Buna benzer çok sayıda örnek verilebilir.
Yasalar ülkedeki dindarları yok sayarak yapıldığı sürece gerçek budur.
İsveç'in ifade hürriyeti diyerek Mushaf yakılmasına izin vermesi ve yakanları koruması kendi mantığı içinde yasal olabilir ama asla ve kat'a meşru değildir.
O manzarayı görüp de tahrik olmayacak Müslüman yoktur.
Sadece yakmıyor o alçaklar.
Yakmaktan daha ağır bir tahkir manzarası var. Mushaf'ı top gibi ayaktan ayağa atıyorlar çiğniyorlar, yırtıyorlar sonra da yakıyorlar.
Seyrederken benim kalbim sıkıştı, kan beynime sıçradı!
Bu alçak eylem dünya savaşı çıkaracak bir eylemdir. İnsanlık suçudur. Nefret suçudur.
Hadi diyelim ki İsveç yasaları buna izin veriyor, peki İsveç halkı yasal ama tehlikeli bu eyleme nasıl izin verdi?!
İçlerinde buna itiraz eden hiç mi akıl sahibi bir aydın çıkmadı?
Çıkmadı demek ki!
5 ay önce Mısırlı bir genç İsrail sefareti önünde Tevrat yakmak için müracaat etti!
Müracaatını geri çekmek zorunda kaldı.
Neden mi?
Çünkü İsveç'teki cami cemaatleri, o gencin bu eylemi yapmamasını sağladı!
Evet, yasal olarak onun da Tevrat yakma hakkı vardı. Yapacağı eylem İsveç'te yasaldı ama Müslümanlar nezdinde meşru değildi.
Çünkü Müslümanlar başka dinin kutsallarına inanmazlar ama asla hakaret etmezler.

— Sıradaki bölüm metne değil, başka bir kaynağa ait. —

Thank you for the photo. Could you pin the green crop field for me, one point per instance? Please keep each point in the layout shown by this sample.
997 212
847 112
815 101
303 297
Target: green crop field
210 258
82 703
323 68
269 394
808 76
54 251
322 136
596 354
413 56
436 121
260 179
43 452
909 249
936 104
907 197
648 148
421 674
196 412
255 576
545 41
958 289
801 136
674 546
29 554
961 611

Çünkü İslam, tebliği güzel ve hikmetli sözle yapılmasını emreder, başkalarına hakareti yasaklar.
Mesela En'am Suresi'nin 108. ayetinde şu emir vardır:
"Allahtan başka taptıkları şeylere sövmeyin ki onlar da taşkınlık yaparak Allah'a sövmesinler."
Sağduyu budur!
Biz hiç bir dinin kutsalına hakaret edilmesini salık vermeyiz.
Ama Batı, maalesef çifte standart iliklerine kadar işlemiş bir coğrafya.

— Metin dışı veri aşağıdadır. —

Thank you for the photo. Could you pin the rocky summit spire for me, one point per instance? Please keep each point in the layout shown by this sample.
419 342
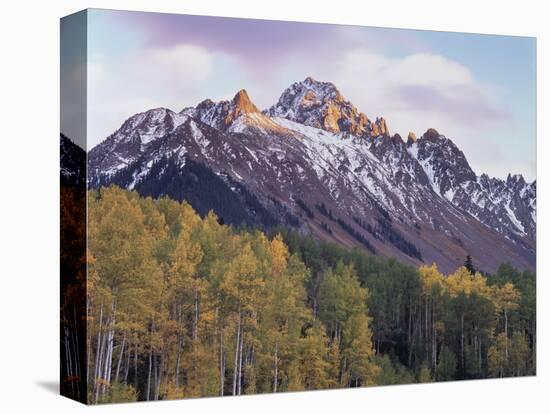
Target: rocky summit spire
321 105
241 104
379 127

O yüzden İsveç'in akil adamları bu alçak eyleme dur diyemedi!
Her ne kadar kendi sınırları içinde insan hakları özgürlükler ve demokrasi kurallarını önemsiyor olsalar da söz konusu taraf Müslüman olunca, hürriyet ve insan hakları hikayeden ibaret kalıyor.
Faydalanmak için mavi gözlü sarı saçlı olmak gerekiyor!
İşte Fransa!
Neden yanıyor?!
Sarı saçlı mavi gözlü olmayan Afrika kökenli 17 yaşında bir genci gözünü kırpmadan vuran bir Fransız polisi sebebiyle!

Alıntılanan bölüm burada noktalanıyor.